Surveys have been done about pregnant women and their feelings about sex. One-third reported no change in their attitude; one-third reported they were less interested in sex and the last group reported an increased interest in sex. This higher libido may result from hormonal changes or reduced inhibitions because the fear of getting pregnant is no longer an issue.
In the first trimester, women often have morning sickness that lasts far beyond the morning, and that queasiness can be a real turnoff. Breast tenderness and fatigue are other reasons many women do not want to have sex in the beginning of pregnancy. By the second trimester, women feel better and are more likely to resume a normal sex life.
However, if you are pregnant and have more than one partner (or your partner has more than one partner), you must use condoms because you are still susceptible to sexually transmitted diseases.
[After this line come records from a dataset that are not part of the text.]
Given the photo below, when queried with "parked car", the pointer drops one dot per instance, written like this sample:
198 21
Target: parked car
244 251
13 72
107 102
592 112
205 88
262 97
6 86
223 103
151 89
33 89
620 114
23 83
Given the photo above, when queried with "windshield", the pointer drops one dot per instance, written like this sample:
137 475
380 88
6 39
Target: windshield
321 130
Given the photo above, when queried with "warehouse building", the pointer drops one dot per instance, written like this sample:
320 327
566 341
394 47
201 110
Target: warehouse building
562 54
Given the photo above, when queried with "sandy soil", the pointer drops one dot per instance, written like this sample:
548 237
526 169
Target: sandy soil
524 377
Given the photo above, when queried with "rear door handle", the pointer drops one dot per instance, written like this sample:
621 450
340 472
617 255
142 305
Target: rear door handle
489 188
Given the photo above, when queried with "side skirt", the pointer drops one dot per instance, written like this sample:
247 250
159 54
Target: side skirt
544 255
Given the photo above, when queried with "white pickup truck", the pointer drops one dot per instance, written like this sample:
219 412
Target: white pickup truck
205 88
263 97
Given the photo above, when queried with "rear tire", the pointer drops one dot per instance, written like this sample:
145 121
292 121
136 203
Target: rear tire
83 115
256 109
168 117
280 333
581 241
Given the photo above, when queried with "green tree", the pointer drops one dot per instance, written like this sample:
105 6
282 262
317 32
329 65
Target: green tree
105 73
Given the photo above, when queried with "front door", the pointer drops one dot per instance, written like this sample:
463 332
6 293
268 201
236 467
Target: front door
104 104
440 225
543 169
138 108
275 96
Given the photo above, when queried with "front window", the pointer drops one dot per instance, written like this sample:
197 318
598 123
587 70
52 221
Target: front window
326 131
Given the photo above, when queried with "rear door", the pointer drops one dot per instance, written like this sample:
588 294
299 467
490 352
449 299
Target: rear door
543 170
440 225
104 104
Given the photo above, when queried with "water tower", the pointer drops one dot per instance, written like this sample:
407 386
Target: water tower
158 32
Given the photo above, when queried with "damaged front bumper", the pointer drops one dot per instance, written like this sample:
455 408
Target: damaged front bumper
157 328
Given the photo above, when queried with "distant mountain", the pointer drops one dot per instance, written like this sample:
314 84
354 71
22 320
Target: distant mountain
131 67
In the third trimester, many women are uncomfortable lying on their backs, so it’s worth checking out alternative positions. You may need to be creative! A pillow under the right hip can help relieve the feelings of lightheadedness and nausea that many women feel when lying flat.
There are some women who should abstain from sex during pregnancy. Among the medical reasons for avoiding sex are:
- any recent vaginal bleeding
- preterm labor
- ruptured membranes (broken water bag)
- placenta previa (a condition in which the placenta is covering the inside of the cervix)
In a healthy pregnancy, the baby is well-cushioned and is in no way compromised when his parents engage in sexual intercourse.
After the baby is born, there are many beliefs about when intercourse can safely be resumed, and very little in the way of hard evidence. In the first few days or weeks after delivery, when the lochia (bloody discharge) is still passing and the cervix remains slightly dilated, there may be an increased risk of uterine infection with intercourse, and any episiotomy or lacerations will still be tender.
Many doctors recommend waiting five to six weeks before resuming sexual intercourse.
Right after delivery, women have a major drop in estrogen levels, especially if they’re breast-feeding. That can reduce vaginal lubrication and discomfort.
Lubricants can help, but remember, if you’re ready to have sex again you’re ready to get pregnant again, so use contraception even if you’re breast-feeding, and practice safe sex.